Rather Jesus accepted God’s plan that salvation come through his offering of self through his Passion and death on the cross.
As we accompany Jesus in these 40 days, we look at our own temptations and weaknesses. We are meant to surrender with Jesus to the will of the Father by dying to self so that we may live with Jesus for others.
I find this season of Lent a particular gift. I have been on dialysis for two weeks, four hours a day, three days a week. I’ve had complications with my veins that will have to be corrected, probably by surgery. I’ve had a catheter put in me through which my blood is drawn and returned.
These four hours are a wonderful time of prayer and reflection. I recognize that I am in a stage of my life in which my ability to live productively depends very much on the machine to which I am tethered.
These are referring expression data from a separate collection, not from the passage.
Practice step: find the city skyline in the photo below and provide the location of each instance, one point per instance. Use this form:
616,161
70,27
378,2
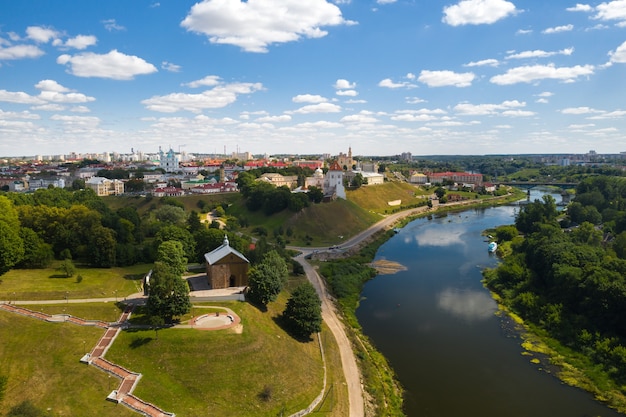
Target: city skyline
467,77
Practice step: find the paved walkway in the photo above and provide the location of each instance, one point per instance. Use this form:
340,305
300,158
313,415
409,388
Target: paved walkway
95,358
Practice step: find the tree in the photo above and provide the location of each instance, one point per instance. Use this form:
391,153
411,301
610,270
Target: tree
179,234
11,245
316,194
440,192
67,267
357,181
303,312
102,247
171,253
37,253
170,214
169,294
268,278
193,222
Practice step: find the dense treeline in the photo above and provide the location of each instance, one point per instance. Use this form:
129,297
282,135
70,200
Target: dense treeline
61,223
567,273
263,196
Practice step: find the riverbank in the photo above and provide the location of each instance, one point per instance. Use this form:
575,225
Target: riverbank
384,394
569,366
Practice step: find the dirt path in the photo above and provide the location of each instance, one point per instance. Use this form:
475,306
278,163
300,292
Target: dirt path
348,360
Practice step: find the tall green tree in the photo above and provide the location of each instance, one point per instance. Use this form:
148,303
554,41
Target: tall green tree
37,253
168,295
267,278
102,247
11,244
303,312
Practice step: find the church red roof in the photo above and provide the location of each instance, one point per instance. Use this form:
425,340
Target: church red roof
335,167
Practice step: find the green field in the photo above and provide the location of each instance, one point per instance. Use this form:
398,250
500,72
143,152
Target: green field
51,284
187,371
376,197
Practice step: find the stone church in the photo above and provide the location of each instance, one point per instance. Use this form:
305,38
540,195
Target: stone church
226,267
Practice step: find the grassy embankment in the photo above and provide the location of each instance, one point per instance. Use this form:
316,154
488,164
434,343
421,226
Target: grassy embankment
242,370
261,372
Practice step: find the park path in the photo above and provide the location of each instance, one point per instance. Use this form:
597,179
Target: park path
348,360
128,379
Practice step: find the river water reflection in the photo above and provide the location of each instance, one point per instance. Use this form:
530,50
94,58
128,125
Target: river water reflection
436,324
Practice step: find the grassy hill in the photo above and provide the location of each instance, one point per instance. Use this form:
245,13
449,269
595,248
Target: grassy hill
261,372
376,197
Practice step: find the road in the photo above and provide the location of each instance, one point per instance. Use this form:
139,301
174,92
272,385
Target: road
349,364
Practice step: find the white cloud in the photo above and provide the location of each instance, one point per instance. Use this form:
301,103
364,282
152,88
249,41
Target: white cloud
581,126
580,8
476,12
82,121
319,108
388,83
253,25
617,114
41,34
580,110
619,55
352,101
81,41
363,117
49,107
558,29
19,97
111,25
483,63
415,100
168,66
115,65
208,81
218,97
274,119
342,84
468,109
532,73
540,54
51,85
612,10
518,113
446,78
80,109
20,52
20,115
350,93
309,98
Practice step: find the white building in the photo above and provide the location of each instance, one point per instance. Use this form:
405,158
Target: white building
333,182
104,186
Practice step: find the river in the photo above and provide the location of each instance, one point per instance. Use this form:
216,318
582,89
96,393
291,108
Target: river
436,324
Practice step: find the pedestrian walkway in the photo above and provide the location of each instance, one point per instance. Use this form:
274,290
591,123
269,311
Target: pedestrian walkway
129,379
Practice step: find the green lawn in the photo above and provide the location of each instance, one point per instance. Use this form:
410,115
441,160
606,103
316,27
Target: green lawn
377,197
41,361
187,371
50,284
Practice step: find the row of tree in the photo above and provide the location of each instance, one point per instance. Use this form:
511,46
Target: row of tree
567,274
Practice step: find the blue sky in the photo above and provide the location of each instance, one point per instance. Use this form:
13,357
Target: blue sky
429,77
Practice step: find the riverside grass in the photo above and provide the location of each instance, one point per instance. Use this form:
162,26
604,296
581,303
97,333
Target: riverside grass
41,361
51,284
190,372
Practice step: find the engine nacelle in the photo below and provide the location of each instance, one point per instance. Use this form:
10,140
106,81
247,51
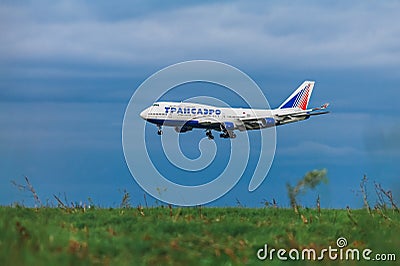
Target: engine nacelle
183,129
270,122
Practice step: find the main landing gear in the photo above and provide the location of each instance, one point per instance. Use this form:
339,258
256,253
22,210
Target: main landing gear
159,132
209,134
227,135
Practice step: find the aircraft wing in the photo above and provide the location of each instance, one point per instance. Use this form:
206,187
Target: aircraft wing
297,115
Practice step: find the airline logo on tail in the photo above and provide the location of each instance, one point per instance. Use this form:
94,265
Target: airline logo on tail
300,98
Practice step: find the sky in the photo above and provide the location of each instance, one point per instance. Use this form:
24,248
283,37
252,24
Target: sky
69,68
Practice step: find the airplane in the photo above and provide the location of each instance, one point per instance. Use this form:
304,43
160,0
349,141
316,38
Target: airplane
185,116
That reality invites me ever more deeply to continue to surrender to God as the Divine Will is manifested to me through this illness.
I am gratified for this gift of God. I have prayed during my priestly life that I may surrender and be open and powerless, completely dependent upon Jesus, whose spirit liberates me to a radical sense of mission through the rhythm of contemplation and courageous action to be a healing presence in any and all situations. To this, I say Amen.
That has been my daily prayer for at least 40 years of priesthood. God has answered that prayer in a number of ways that would not have been of my choosing. But those answers have deepened my trust in God’s abundant love and guidance of me.
As I offer all that has come with my illness for you and all who I love, I thank you for your prayers and for your thoughtfulness. I count on these prayers and I am lifted up by them. May this Lent be for you and for me a time of profound conversion, grace and joy.
May God continue to bless you and guide you,
Most Reverend Joseph A. Galante, D.D., J.C.D.